Andamento do Processo n. 0011019-32.2017.5.18.0082 - RTOrd - 20/07/2018 do TRT-18

2ª Vara do Trabalho de Aparecida de Goiânia

Processo Nº RTOrd-0011019-32.2017.5.18.0082

AUTOR ALEXSANDRO LOPES DA SILVA

ADVOGADO MARIA FLORIZA LUSTOSA DE SOUSA(OAB: 27576/GO)

RÉU CEPALGO EMBALAGENS FLEXIVEIS LTDA.

ADVOGADO ANTONIO GOMES DA SILVA FILHO(OAB: 11184/GO)

PERITO ROGERIO SILVA AZEVEDO DIAS

Intimado (s)/Citado (s):

- ALEXSANDRO LOPES DA SILVA

- CEPALGO EMBALAGENS FLEXIVEIS LTDA.

Sentença

ALEXSANDRO LOPES DA SILVA ajuizou a presente reclamação trabalhista em face de CEPALGO EMBALAGENS FLEXÍVEIS LTDA , aduzindo que foi admitido pela reclamada em 14/07/2014, na função de auxiliar de impressão, tendo sido dispensado sem justa causa em 21/06/2017.

Expostos os fatos, apresentou os pedidos e juntou documentos. Deu à causa o valor de R$ 49.540,35 (quarenta e nove mil quinhentos e quarenta reais e trinta e cinco centavos).

Regularmente notificada, a reclamada compareceu à audiência designada para o dia 15/08/2017, oportunidade em que, após frustrada a tentativa inicial de conciliação, ratificou os termos da defesa enviada eletronicamente, tendo sido conferida vista à parte autora pelo prazo de 15 (dez) dias.

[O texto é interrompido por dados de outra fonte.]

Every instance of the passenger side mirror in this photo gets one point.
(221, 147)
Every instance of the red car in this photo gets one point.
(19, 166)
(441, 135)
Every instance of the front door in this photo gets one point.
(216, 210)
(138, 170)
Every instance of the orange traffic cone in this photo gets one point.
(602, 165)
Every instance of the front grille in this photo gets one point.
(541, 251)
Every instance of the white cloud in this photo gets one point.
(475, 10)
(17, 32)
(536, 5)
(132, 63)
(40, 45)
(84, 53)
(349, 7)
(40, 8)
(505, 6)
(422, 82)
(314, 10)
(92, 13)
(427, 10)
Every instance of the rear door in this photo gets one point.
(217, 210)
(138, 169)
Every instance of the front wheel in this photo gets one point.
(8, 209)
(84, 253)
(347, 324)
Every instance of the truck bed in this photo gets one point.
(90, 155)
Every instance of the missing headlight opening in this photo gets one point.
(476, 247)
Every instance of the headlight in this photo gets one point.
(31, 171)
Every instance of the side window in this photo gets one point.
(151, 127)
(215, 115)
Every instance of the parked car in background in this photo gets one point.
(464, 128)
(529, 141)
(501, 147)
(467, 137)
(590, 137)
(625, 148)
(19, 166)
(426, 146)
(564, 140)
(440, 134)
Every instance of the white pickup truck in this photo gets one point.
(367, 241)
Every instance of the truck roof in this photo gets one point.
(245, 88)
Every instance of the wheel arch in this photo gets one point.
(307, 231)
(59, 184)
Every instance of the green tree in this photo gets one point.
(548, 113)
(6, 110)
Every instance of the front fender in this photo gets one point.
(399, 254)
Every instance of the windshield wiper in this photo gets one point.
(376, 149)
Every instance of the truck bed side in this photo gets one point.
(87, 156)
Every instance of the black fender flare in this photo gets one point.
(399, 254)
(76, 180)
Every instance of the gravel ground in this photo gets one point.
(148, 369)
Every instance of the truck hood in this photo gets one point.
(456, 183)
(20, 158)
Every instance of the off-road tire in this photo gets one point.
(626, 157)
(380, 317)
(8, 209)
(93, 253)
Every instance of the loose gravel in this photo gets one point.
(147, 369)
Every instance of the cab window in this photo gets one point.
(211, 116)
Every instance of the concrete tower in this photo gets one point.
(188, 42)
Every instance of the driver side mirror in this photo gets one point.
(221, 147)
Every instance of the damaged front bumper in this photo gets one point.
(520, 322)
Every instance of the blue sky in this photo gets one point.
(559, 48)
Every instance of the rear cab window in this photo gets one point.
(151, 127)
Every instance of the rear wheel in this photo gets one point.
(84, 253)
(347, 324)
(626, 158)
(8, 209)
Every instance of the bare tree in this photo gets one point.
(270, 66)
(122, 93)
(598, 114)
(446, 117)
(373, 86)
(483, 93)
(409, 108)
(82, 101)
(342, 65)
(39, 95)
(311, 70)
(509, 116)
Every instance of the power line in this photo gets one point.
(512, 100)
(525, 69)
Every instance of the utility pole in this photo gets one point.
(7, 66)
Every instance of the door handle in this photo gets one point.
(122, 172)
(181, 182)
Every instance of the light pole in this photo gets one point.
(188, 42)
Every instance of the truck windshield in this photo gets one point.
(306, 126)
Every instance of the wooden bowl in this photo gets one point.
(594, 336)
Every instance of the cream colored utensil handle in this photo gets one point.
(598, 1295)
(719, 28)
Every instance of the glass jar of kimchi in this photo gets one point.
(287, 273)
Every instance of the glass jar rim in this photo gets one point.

Foi designada perícia técnica para apuração da existência de insalubridade/periculosidade no ambiente laboral.

Impugnação à defesa e documentos realizada pelo autor, através do doc. num. 2b61db1.

Laudo pericial acostado aos autos (doc. id 7105e4a), com posteriores esclarecimentos.

Em 04/05/2018, sem outras provas, foi encerrada a instrução processual.

Razões finais remissivas.

Conciliação final tentada, sem êxito.

É o relatório.

FUNDAMENTOS

Do adicional de insalubridade/periculosidade.

O autor aduziu que no exercício de suas funções esteve exposto a agentes insalubres e perigosos.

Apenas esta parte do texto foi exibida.